Siempre esperé que el ansiado reencuentro fuera para volverlo a saludar tras su larga ausencia y no para despedirlo por última vez.  Dios no lo quiso así. En su infinita y a veces incomprensible sabiduría, prefirió llevárselo antes de poder verlo de nuevo para, como en sus mejores tiempos, conversar amenamente y reír un rato con sus anécdotas, ocurrencias,  e incomparable sentido del humor. ¡No se pudo… y cómo duele!

Los designios divinos habían trazado otro plan para él, no siempre compartido por quienes le sobrevivimos con resignación, pero que debemos aceptar, conscientes de que la santa voluntad, aunque dura, es inapelable y en ocasiones duele… ¡y mucho!

Hace como una semana lo volví a ver, pero ya no en su oficina, donde me recibía con música alegre y una sonrisa en el rostro, sin importar la hora que fuera ni la cantidad de trabajo pendiente, sino más bien, en una iglesia colmada de compañeros, amigos y familiares quienes, unidos en un mismo sentimiento de pesar, lo despedimos con el mismo amor y cariño que nos profesó hasta el último latido de su corazón noble.

Fue uno de los primeros que, a mi llegada a PIPASA, me hizo sentir como en casa. Por eso, cada vez que iba a Recursos Humanos, aprovechaba para visitar y robarle unos minutos a la apretada agenda laboral que, casi siempre, nos impide darle el tiempo requerido a lo esencial en esta vida: departir con los grandes amigos como él y sus pupilos de Salud Ocupacional.

Lo despedí como se despide a un amigo entrañable: llorando, llorando como los hombres… con lágrimas de dolor pero también de felicidad por haber vivido gratas experiencias que, tras recibir la triste noticia, corren en cámara rápida por la mente de quienes tuvimos el honor de compartir con un ser humano excepcional.

Residía lejos de mí, en San Rafael de Alajuela, y podía ser mi padre –era 33 años mayor-; no obstante, en cuatro años de relación, me enseñó que la semilla de la amistad incondicional, puede germinar a pesar de la edad y las distancias.
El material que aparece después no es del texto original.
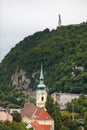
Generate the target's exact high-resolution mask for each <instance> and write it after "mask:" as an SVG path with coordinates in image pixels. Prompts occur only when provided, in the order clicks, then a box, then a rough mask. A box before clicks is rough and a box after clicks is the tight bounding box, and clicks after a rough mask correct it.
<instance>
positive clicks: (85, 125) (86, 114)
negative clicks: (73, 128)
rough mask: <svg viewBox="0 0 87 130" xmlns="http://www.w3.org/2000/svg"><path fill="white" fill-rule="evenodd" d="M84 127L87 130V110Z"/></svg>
mask: <svg viewBox="0 0 87 130" xmlns="http://www.w3.org/2000/svg"><path fill="white" fill-rule="evenodd" d="M84 128H85V130H87V112H85V113H84Z"/></svg>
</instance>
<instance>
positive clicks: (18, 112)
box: [12, 111, 21, 122]
mask: <svg viewBox="0 0 87 130" xmlns="http://www.w3.org/2000/svg"><path fill="white" fill-rule="evenodd" d="M12 116H13V120H14V121H16V122H20V121H21V114H20V113H19V112H17V111H14V112H13V113H12Z"/></svg>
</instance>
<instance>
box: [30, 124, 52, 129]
mask: <svg viewBox="0 0 87 130" xmlns="http://www.w3.org/2000/svg"><path fill="white" fill-rule="evenodd" d="M31 125H32V127H33V128H34V129H35V130H50V129H51V127H52V126H51V125H40V124H39V123H37V122H32V123H31Z"/></svg>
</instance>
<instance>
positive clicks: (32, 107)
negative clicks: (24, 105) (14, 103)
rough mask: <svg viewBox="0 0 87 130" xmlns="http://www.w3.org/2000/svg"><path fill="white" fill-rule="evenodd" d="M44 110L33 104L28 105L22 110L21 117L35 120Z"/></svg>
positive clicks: (31, 103)
mask: <svg viewBox="0 0 87 130" xmlns="http://www.w3.org/2000/svg"><path fill="white" fill-rule="evenodd" d="M41 109H42V108H39V107H37V106H35V105H34V104H33V103H27V104H26V106H25V107H24V108H23V109H22V110H21V115H22V116H23V115H25V116H27V117H29V118H35V117H36V116H37V114H38V113H39V111H40V110H41Z"/></svg>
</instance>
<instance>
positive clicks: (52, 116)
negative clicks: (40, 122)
mask: <svg viewBox="0 0 87 130" xmlns="http://www.w3.org/2000/svg"><path fill="white" fill-rule="evenodd" d="M45 106H46V109H47V112H48V113H49V114H50V115H51V116H52V118H53V119H54V124H55V125H54V127H55V130H59V129H60V127H61V125H62V121H61V113H60V107H59V104H58V103H57V102H55V103H54V101H53V98H52V97H51V96H49V95H48V96H47V101H46V105H45Z"/></svg>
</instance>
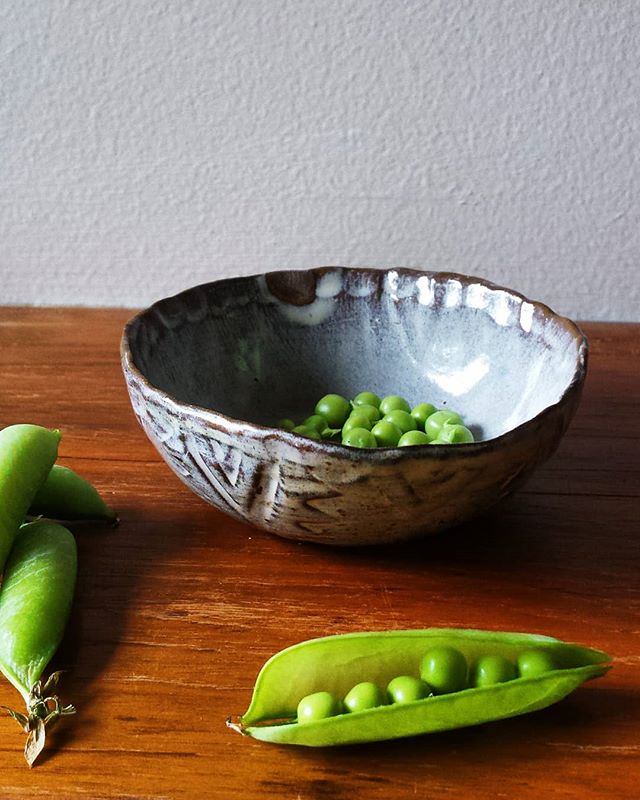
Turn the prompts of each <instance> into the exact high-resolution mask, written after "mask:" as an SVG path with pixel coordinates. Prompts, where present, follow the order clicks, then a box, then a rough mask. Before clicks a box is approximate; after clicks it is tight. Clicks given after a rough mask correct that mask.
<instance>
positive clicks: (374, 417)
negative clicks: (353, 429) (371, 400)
mask: <svg viewBox="0 0 640 800" xmlns="http://www.w3.org/2000/svg"><path fill="white" fill-rule="evenodd" d="M351 413H352V415H353V414H358V415H361V414H362V415H364V416H366V417H367V419H368V420H369V422H370V423H371V424H372V425H375V423H376V422H378V420H379V419H380V412H379V411H378V409H377V408H376V407H375V406H371V405H368V404H367V403H363V404H362V405H359V406H356V408H355V410H354V411H352V412H351Z"/></svg>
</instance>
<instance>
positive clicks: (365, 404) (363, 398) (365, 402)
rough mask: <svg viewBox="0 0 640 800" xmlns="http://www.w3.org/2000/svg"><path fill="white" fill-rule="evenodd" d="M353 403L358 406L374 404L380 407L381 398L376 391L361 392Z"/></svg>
mask: <svg viewBox="0 0 640 800" xmlns="http://www.w3.org/2000/svg"><path fill="white" fill-rule="evenodd" d="M351 405H352V406H353V407H354V408H355V407H356V406H374V407H375V408H380V398H379V397H378V395H377V394H375V393H374V392H360V394H357V395H356V396H355V397H354V398H353V400H352V401H351Z"/></svg>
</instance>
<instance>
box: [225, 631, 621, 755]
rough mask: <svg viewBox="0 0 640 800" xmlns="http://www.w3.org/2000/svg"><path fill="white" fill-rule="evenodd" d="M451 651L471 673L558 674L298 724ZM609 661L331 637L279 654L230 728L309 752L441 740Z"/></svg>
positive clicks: (263, 672) (549, 648)
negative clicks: (298, 710) (367, 683)
mask: <svg viewBox="0 0 640 800" xmlns="http://www.w3.org/2000/svg"><path fill="white" fill-rule="evenodd" d="M437 647H453V648H456V649H457V650H458V651H460V652H461V653H462V654H463V655H464V656H465V658H466V661H467V663H468V664H469V665H472V664H474V663H475V662H476V661H477V660H478V659H479V658H480V657H482V656H485V655H501V656H503V657H505V658H507V659H510V660H511V661H515V660H516V659H517V658H518V656H519V655H520V654H521V653H523V652H525V651H529V650H531V649H532V648H535V650H536V651H537V650H543V651H545V652H547V653H549V654H550V655H551V656H552V658H553V663H554V666H555V667H556V668H554V669H552V670H551V671H549V672H546V673H544V674H542V675H539V676H537V677H532V678H523V677H520V678H516V679H514V680H510V681H507V682H504V683H499V684H495V685H492V686H484V687H476V688H467V689H462V690H461V691H457V692H451V693H449V694H441V695H435V696H430V697H426V698H424V699H420V700H415V701H413V702H409V703H406V704H397V703H396V704H390V705H380V706H377V707H374V708H370V709H367V710H364V711H358V712H354V713H342V714H339V715H337V716H332V717H328V718H325V719H319V720H316V721H312V722H305V723H304V724H302V723H299V722H297V721H296V708H297V704H298V702H299V701H300V699H301V698H302V697H305V696H308V695H311V694H313V693H315V692H321V691H329V692H331V693H333V694H334V695H335V696H337V697H344V696H345V695H346V694H347V692H349V690H350V689H351V688H352V687H353V686H355V685H356V684H357V683H359V682H360V681H372V682H374V683H376V684H377V685H379V686H382V687H385V686H387V684H388V683H389V681H391V680H392V679H393V678H394V677H395V676H398V675H413V676H418V675H419V668H420V667H419V665H420V661H421V659H422V658H423V656H424V655H425V653H426V652H427V651H429V650H431V649H432V648H437ZM609 661H610V658H609V656H607V654H606V653H602V652H600V651H598V650H592V649H589V648H585V647H579V646H577V645H573V644H567V643H565V642H562V641H560V640H558V639H552V638H549V637H546V636H537V635H532V634H525V633H495V632H490V631H478V630H462V629H445V628H431V629H427V630H410V631H387V632H382V633H353V634H345V635H342V636H329V637H326V638H322V639H313V640H311V641H308V642H302V643H300V644H297V645H294V646H293V647H289V648H287V649H286V650H282V651H281V652H280V653H277V654H276V655H274V656H273V657H272V658H270V659H269V661H267V663H266V664H265V665H264V666H263V668H262V670H261V671H260V674H259V675H258V678H257V681H256V684H255V688H254V692H253V697H252V700H251V703H250V705H249V708H248V709H247V711H246V712H245V713H244V714H243V715H242V716H241V717H240V718H238V719H234V718H230V719H229V720H228V721H227V723H228V725H229V726H230V727H231V728H233V729H234V730H237V731H239V732H241V733H244V734H246V735H248V736H252V737H253V738H255V739H261V740H263V741H267V742H276V743H280V744H299V745H307V746H312V747H319V746H327V745H340V744H353V743H359V742H372V741H378V740H382V739H395V738H400V737H404V736H414V735H417V734H423V733H432V732H436V731H444V730H449V729H452V728H461V727H465V726H469V725H478V724H481V723H484V722H490V721H492V720H497V719H504V718H507V717H513V716H517V715H519V714H524V713H527V712H529V711H536V710H538V709H541V708H545V707H546V706H549V705H551V704H553V703H555V702H557V701H558V700H561V699H562V698H563V697H565V696H566V695H568V694H569V693H570V692H572V691H573V690H574V689H576V688H577V687H578V686H579V685H580V684H581V683H583V682H584V681H585V680H588V679H589V678H595V677H597V676H599V675H603V674H604V673H605V672H606V671H607V669H609V666H610V665H609V664H608V663H607V662H609Z"/></svg>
Ya fuera en su trabajo diario, velando por la integridad física de sus compañeros, o ayudando en las labores domésticas, como cuando en una ocasión me lo encontré regando el jardín de su casa, su entrega, mística, humildad, abnegación, solidaridad,  y vocación de servicio, siempre lo acompañaron hasta el último de sus días, cuando ni siquiera la enfermedad que padecía, logró golpear su espíritu de optimista empedernido.

Podría escribir un libro sobre sus virtudes pero no hace falta repetir lo obvio. Quienes le conocimos sabemos muy bien cada una de ellas; quedaron plasmadas en las muchas vivencias que hoy recordamos con emoción como un legado invaluable imposible de olvidar.
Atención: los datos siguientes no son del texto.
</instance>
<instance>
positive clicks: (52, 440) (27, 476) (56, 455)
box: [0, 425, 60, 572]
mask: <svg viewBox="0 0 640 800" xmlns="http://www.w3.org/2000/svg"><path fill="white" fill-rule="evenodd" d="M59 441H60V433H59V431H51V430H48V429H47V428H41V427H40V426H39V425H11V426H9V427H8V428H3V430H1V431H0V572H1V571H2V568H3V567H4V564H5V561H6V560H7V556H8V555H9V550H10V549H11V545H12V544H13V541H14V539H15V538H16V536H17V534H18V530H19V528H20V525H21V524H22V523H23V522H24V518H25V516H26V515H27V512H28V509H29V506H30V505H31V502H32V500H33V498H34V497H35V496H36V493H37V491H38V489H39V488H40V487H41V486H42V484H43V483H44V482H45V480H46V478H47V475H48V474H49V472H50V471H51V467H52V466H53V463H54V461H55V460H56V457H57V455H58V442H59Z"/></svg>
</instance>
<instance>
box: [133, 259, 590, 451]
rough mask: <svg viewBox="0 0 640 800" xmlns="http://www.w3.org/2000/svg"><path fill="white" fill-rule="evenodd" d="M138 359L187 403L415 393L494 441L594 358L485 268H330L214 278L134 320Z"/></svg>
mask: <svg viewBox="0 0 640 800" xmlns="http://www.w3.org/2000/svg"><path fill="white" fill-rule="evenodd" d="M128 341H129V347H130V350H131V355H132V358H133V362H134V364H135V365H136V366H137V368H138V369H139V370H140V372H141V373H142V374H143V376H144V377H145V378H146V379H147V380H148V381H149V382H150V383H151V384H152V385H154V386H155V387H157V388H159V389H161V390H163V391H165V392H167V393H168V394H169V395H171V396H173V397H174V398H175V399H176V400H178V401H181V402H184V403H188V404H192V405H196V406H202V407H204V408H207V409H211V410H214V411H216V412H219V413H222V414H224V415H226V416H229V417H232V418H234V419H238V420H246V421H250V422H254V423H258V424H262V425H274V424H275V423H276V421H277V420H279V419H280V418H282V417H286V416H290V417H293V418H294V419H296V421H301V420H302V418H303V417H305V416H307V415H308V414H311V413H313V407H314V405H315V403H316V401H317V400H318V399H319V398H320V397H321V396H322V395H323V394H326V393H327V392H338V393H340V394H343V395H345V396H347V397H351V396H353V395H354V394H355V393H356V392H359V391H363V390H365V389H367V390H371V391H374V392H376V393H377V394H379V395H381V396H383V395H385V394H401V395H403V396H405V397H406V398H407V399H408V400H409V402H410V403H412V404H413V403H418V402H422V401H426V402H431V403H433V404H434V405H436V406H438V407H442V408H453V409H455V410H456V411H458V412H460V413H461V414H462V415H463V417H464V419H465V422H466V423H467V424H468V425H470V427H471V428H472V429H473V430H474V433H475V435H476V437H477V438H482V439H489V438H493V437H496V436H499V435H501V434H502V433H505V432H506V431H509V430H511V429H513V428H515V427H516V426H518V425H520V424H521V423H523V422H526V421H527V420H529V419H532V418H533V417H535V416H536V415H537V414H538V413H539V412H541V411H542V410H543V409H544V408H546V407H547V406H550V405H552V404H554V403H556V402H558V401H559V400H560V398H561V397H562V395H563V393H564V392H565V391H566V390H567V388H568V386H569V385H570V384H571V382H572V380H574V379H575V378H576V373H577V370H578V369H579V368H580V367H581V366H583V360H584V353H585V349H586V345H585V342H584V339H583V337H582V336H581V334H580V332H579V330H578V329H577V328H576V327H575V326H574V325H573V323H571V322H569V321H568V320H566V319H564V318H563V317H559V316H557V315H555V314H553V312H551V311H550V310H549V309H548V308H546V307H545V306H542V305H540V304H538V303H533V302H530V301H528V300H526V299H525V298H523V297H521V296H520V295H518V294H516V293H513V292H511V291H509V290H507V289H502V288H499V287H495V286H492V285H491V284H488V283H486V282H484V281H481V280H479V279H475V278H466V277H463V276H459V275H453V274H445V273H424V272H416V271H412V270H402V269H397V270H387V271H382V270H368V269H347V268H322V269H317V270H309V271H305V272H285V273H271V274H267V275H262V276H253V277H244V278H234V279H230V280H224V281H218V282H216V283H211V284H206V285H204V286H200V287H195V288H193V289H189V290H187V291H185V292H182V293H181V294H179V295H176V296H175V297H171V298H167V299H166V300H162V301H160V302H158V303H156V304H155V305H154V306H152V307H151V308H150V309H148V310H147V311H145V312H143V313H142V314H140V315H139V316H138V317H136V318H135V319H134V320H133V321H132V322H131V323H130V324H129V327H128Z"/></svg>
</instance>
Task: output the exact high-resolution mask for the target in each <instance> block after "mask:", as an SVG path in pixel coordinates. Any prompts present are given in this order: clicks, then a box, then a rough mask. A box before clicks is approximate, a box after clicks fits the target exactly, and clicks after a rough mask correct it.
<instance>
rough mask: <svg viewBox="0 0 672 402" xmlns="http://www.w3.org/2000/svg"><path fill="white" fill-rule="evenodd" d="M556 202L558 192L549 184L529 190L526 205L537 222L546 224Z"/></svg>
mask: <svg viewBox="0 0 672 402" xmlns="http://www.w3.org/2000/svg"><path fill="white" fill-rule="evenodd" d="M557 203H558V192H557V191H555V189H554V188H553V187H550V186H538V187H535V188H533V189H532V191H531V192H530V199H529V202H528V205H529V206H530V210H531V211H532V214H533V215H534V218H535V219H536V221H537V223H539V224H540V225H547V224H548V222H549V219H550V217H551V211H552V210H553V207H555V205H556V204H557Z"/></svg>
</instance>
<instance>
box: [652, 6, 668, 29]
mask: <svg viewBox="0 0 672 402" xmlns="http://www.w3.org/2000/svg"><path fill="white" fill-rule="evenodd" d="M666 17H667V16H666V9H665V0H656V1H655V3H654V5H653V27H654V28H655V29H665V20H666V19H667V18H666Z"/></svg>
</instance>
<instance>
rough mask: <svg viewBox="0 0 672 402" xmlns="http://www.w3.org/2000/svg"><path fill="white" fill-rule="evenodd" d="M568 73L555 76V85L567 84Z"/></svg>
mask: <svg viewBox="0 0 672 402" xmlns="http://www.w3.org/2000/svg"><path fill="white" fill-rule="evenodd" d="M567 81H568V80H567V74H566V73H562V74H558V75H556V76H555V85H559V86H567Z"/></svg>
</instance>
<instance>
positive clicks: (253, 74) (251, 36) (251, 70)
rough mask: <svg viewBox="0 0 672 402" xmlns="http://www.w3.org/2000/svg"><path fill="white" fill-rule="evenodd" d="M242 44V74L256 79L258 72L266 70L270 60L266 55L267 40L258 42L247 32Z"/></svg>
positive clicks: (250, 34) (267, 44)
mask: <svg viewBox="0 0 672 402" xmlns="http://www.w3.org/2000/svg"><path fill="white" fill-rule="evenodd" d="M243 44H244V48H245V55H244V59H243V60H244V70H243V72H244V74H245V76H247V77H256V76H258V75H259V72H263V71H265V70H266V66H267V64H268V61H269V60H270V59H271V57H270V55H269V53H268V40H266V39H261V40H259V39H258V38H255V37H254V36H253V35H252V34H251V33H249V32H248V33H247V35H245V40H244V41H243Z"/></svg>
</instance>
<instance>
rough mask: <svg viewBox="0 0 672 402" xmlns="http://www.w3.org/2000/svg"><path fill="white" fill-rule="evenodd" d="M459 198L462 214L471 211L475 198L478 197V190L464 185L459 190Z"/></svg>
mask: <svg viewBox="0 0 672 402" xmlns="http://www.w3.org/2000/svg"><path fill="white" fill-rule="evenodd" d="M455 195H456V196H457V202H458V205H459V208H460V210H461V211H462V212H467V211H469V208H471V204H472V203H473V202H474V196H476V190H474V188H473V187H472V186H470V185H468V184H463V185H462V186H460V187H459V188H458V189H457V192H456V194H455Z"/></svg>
Conociéndolo, apuesto que, con poco más de una semana de haber llegado a su nueva morada, ya debe tener a San Pedro y a su séquito de ángeles bien alineados en prevención de accidentes, primeros auxilios y trabajos en altura, un tema que, dicho sea de paso, por aquellos elevados lares celestiales debe ser asignatura obligatoria para residentes actuales y futuros.

Pero más allá de su condición de especialista en Salud Ocupacional, que siempre veló por el bienestar del prójimo, fue un hombre ejemplar, en sus múltiples facetas como compañero, amigo, padre, esposo, hermano y hasta cantante aficionado e imitador. A ratos pienso que Diosito nos tuvo un poco de envidia al saber que gozábamos del privilegio de convivir con una persona de su calidad humana y optó por llamarlo de este mundo a su presencia para tenerlo tiempo completo a su diestra, dejándonos con el sinsabor típico del adiós irrevocable que, por más inminente que sea, siempre crea en los corazones un enorme vacío imposible de volver a ocupar.

Nosotros en la Tierra, lo lloramos, lamentamos su pérdida, pero en el Reino de los Cielos celebran la llegada de un inquilino de lujo que se nos adelantó. Acá nunca nos defraudó, estoy seguro que allá tampoco lo hará. Muchas gracias por todo don Orlando. ¡Hasta siempre mi gran amigo!